For the average person, debt management seems like a simple strategy. But it is easy for debt to get out of control -- the sooner you make a plan and stick to it, the better it will be for you in the long run.
A lot of people may not know this, but debt is classified into two categories: good debt and bad debt.
Good debt includes acquiring anything tangible like a house, which most people realistically cannot afford to pay for using cash. People take loans to fuel these needs without wiping out their personal savings or liquidating all investments. It is a type of debt which makes more sense as it is something affordable depending on monthly payments derived from regular cash flow.
A survey conducted by Sun Life Financial revealed that 38 per cent of Canadians who said they were better off financially than a year ago said it was due to controlling their debt. Of this group, 65 per cent paid down household debt this year and 50 per cent said they make lump sum contributions and/or regular monthly contributions to their RRSP. Clearly debt that can be controlled benefits you in the long run.
Alternatively, bad debt is a result of buying things that are not a necessity but rather things you desire -- or living beyond your means; for example, paying a mortgage or rent that you can't afford. Everyone needs a place to live, but are they living in a home they can afford? In most cases, people borrow from others or more popularly, put these expenses onto credit cards to get what they want when they want it. This is regarded as the 'worst' form of debt since it usually carries the highest interest rate. Interest rates are steep, especially when there are cash advances. These are the things we need to consciously avoid! The dream of being able to afford a full retirement at age 66 is declining among Canadians due to debt making it necessary for them to work longer to pay it off. We don't want this for ourselves, so the time to act on controlling your debt is now!

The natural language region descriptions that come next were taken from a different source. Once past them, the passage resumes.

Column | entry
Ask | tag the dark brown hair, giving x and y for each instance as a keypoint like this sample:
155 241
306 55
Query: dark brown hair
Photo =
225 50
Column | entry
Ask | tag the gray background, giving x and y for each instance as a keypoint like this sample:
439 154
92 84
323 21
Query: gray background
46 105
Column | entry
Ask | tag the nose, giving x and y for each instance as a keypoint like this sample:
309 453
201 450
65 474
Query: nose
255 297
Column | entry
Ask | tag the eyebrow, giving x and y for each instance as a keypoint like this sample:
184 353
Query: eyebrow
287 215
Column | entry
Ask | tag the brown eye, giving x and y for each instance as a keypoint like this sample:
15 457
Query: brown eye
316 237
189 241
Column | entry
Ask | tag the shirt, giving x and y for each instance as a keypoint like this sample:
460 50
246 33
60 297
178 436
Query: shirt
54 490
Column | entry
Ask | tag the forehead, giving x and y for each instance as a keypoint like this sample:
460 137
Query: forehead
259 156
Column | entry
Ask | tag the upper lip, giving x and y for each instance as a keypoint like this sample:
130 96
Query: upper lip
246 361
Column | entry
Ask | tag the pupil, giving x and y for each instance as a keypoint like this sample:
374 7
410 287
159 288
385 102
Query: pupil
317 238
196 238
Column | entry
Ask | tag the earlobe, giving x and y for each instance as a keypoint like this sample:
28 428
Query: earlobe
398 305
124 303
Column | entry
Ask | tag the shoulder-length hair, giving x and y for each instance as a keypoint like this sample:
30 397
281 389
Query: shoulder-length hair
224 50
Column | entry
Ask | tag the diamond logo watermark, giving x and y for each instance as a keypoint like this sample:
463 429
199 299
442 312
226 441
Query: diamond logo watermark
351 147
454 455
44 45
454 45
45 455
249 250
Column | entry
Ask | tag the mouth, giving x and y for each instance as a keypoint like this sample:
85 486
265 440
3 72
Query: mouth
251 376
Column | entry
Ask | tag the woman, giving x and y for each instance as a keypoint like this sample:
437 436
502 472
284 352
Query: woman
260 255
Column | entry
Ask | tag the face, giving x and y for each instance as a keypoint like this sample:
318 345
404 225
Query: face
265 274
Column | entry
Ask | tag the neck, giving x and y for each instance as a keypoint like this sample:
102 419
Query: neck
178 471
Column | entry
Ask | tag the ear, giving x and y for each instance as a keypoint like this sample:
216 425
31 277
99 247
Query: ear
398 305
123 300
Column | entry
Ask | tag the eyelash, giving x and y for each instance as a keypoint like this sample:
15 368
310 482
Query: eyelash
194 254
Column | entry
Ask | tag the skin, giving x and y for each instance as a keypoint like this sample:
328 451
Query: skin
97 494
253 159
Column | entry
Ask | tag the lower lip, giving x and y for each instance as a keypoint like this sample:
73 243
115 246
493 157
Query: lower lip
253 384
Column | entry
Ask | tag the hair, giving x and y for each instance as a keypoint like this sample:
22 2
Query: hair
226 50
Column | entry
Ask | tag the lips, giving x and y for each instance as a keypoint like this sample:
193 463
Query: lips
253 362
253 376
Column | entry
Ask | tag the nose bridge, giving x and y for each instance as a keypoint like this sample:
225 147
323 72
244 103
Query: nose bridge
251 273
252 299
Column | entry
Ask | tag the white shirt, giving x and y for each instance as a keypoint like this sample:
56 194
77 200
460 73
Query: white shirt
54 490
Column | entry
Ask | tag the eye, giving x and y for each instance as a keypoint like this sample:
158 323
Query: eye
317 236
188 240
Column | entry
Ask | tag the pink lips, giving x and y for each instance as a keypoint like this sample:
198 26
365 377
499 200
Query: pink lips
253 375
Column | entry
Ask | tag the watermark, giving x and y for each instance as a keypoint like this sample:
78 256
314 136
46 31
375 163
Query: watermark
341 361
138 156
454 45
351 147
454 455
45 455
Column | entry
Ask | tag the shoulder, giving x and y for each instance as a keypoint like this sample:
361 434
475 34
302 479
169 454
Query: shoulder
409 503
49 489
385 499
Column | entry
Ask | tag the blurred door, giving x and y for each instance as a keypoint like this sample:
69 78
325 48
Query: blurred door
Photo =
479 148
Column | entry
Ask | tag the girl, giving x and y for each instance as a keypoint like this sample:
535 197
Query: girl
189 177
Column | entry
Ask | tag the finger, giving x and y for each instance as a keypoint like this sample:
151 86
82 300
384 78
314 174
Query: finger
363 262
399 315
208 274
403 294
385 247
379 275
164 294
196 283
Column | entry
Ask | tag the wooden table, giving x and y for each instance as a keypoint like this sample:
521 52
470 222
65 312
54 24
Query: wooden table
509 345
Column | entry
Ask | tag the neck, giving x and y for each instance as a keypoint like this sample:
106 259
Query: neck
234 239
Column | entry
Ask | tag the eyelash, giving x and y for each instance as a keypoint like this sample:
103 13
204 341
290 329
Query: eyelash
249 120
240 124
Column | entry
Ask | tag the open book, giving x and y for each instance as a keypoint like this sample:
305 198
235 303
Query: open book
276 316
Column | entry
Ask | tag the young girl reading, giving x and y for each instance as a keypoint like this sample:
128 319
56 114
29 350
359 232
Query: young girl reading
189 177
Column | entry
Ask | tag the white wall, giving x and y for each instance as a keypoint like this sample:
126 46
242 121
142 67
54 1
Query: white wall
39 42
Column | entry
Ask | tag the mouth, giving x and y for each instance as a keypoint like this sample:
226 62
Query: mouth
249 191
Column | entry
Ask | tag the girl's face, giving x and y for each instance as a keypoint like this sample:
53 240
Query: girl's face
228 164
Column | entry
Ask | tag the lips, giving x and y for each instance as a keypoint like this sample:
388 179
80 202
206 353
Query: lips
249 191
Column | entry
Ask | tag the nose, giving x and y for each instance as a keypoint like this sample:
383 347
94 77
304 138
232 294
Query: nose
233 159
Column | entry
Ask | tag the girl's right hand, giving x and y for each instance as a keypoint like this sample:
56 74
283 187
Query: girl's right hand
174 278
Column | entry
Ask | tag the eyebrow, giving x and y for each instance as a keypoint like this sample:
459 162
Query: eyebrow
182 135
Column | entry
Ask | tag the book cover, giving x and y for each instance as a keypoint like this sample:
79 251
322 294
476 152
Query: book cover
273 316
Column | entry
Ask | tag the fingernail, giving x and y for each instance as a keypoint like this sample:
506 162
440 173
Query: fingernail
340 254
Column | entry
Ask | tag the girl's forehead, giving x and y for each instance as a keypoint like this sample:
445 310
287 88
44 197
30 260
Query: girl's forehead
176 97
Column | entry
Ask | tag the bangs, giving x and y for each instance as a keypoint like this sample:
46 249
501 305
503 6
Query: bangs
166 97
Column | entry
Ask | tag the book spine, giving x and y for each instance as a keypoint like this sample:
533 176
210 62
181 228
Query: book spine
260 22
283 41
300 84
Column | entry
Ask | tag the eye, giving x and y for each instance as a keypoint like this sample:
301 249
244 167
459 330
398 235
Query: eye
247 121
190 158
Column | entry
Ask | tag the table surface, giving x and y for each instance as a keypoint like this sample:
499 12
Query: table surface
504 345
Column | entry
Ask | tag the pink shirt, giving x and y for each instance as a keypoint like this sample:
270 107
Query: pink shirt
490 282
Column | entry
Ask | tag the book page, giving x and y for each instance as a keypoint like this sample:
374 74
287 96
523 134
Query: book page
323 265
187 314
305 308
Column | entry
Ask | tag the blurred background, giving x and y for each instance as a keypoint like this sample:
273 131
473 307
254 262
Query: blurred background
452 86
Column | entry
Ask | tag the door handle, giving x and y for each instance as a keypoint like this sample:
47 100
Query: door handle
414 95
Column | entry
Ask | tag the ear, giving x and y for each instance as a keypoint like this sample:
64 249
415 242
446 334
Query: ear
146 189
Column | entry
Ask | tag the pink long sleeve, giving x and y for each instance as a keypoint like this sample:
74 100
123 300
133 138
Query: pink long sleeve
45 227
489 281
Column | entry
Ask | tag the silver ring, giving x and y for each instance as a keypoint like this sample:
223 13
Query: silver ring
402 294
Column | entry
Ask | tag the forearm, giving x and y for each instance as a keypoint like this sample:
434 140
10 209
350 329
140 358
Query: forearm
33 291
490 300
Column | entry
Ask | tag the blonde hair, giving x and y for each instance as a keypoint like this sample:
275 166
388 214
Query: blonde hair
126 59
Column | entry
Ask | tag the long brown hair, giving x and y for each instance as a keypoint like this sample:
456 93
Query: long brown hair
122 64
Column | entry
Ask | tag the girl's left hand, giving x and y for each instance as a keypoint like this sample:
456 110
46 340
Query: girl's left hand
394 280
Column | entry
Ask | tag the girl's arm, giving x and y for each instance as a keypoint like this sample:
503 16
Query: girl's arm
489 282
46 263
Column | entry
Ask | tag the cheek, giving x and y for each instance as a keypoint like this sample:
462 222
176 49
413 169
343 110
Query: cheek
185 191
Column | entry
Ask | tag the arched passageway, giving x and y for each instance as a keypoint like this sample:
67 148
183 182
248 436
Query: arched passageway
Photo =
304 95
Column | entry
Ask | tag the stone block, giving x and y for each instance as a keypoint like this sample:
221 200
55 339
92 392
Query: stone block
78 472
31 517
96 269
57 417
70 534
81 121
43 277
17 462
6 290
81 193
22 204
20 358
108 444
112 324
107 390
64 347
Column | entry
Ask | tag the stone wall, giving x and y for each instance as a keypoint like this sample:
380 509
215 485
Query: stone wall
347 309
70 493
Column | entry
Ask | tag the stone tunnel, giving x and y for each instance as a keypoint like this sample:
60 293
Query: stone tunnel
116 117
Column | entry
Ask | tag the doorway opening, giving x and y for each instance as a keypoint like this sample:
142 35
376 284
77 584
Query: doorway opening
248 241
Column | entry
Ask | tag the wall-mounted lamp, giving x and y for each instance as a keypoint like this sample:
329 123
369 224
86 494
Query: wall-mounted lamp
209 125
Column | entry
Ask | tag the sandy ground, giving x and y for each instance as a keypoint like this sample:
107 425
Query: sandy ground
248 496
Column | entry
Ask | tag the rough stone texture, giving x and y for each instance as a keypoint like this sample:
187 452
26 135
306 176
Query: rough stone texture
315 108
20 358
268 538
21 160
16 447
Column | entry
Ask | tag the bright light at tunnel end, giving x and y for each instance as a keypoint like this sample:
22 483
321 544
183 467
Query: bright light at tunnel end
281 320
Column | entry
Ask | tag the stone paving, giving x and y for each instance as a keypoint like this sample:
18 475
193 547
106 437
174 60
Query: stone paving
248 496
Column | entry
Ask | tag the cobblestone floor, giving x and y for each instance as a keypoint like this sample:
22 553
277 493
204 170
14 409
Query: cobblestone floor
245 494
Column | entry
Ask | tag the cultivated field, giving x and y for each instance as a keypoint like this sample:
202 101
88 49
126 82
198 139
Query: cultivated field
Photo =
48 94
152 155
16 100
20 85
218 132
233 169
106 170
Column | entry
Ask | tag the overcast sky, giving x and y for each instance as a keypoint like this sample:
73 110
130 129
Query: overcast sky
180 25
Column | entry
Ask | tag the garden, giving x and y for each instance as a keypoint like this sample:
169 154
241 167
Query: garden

There are a few things you can do in order to control your debt:
Sit down and figure out a feasible budget. This will provide some guidelines for spending instead of impulsively spending on everything you need and want, and assessing the damage after, as most people are guilty of doing.
Try not to use your credit card. Control your spending with your disposable cash fund after your main expenses are taken care of. By reducing the amount of entertainment and shopping you do on a regular basis, more money will go into paying expenses, which will help your debts disappear faster.
Do not wait for debt to catch up to you. The last thing you need is a bad credit rating, which challenges or prevents your opportunity for future investments, may lead to working beyond traditional retirement age or may lead to more dire consequences, like bankruptcy.
The best advice is to always seek professional counselling. Most people bury themselves so deep, they do not know where or how to start getting rid of their debt. Speak to an advisor for some helpful tips on ways of being on the right track and developing a plan to start getting rid of your debt.